Now, Hightouch propagates those models automatically across every system that needs them: CRM, media platforms, on-site personalization, customer support, and point of sale. Attributes defined in Snowflake are distributed across Salomon's services within minutes, ensuring every team works from the same up-to-date customer data.

Schema Builder in Hightouch
“What I love most about Hightouch is how it respects our stack: no data duplication, everything stays in Snowflake, and we maintain a single source of truth while activating everywhere — from CRM to media platforms.”

Nicolas Bélie
Head of Data Platform at Salomon
Across all three teams, the day-to-day shifted measurably:
| Goal | Result |
|---|---|
| Build audiences faster | 14x faster (days → minutes) |
| Drive more opens on lifecycle email | +30% vs. 2024 average |
| Drive more engagement on targeted campaigns | +85% click-through rate |
| Activate paid media faster | 20 minutes across all channels |
| Enable more marketers to build their own audiences | 30+ self-serve users |
| Run more experiments | 5 minutes to set up an A/B test |
That was the composable CDP at work — the data warehouse as the source of truth, Hightouch as the activation layer. With the foundation in place, the team set their sights on what AI Decisioning could add on top.
The next chapter with AI Decisioning
Most brands are still figuring out segmentation, but Salomon is already asking the next question. With its data foundation in place, the team piloted Hightouch AI Decisioning across approximately 350,000 English-speaking customers, starting with a "first to second purchase" use case. The approach was a departure from how lifecycle marketing had worked before.
Rather than building a journey, writing message variations, and waiting weeks to see what worked, an AI agent selects the content, product recommendation, subject line, and send time for each individual — running experiments continuously across every customer interaction, learning with each one, and getting sharper over time. Marketers define the campaign structure and goals; the AI handles execution and optimization.
The team can see which messages were selected, why they were chosen, and how they performed. The model doesn't start from scratch either — Salomon's existing ML models (the propensity scores, CLV segmentation, and loyalty tier calculations built and maintained in Snowflake) feed directly into the agent's decisions at runtime. The AI is drawing on everything Salomon already knows about each customer, and the early results are promising.

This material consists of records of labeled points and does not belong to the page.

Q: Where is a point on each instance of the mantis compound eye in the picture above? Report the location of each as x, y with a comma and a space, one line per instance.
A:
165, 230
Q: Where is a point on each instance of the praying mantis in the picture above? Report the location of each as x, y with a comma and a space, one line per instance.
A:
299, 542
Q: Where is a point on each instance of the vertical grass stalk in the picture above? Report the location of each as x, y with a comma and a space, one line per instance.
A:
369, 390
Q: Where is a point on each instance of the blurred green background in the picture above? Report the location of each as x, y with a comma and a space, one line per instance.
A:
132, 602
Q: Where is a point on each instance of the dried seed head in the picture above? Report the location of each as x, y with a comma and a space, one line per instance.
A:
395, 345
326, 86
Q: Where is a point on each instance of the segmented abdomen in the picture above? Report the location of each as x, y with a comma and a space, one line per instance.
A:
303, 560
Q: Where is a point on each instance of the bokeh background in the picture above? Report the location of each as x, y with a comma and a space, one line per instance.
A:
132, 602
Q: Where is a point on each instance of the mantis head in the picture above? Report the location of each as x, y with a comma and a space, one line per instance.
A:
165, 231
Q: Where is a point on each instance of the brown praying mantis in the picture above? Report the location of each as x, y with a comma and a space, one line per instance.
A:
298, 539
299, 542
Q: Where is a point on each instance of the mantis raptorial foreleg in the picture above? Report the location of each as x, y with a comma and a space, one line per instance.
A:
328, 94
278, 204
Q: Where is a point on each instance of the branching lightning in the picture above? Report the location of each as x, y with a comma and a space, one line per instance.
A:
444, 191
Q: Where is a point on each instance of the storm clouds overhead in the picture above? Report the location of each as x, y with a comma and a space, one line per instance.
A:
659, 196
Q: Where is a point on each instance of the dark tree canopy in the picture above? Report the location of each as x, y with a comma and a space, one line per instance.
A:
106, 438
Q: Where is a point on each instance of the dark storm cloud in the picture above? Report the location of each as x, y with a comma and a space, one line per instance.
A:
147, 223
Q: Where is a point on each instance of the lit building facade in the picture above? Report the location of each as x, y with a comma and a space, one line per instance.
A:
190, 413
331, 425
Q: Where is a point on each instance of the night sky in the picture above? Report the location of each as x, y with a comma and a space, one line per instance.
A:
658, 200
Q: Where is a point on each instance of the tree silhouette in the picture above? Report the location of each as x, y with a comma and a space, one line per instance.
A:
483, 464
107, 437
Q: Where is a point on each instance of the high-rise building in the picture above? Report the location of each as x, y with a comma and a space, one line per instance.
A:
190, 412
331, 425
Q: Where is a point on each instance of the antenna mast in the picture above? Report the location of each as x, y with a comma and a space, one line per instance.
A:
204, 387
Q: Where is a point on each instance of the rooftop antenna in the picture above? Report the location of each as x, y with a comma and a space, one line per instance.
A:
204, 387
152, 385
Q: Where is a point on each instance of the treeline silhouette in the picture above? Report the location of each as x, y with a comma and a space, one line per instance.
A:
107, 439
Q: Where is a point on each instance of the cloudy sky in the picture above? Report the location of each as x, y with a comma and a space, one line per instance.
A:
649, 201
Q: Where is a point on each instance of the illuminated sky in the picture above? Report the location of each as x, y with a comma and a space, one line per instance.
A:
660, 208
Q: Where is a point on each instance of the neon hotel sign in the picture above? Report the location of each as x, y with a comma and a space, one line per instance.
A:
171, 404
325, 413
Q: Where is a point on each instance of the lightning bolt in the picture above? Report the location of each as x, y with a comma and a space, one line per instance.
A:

Hightouch AI Decisioning (AID) interface where marketers create agents and personalize customer experiences
| Metric | Lift vs. holdout |
|---|---|
| Email click rate | +124% — engagement more than doubled |
| Order completion rate | +19.5% — nearly 1 in 5 more shoppers finished their purchase |
| Product page views | +14.9% — more customers actively exploring products |
With Snowflake and Hightouch in place, Salomon moved from a platform that gatekept data to one that activates it — and from segmentation as a bottleneck to AI Decisioning as the next frontier. When the right data reaches every touchpoint, marketing stops chasing the moment and starts meeting it.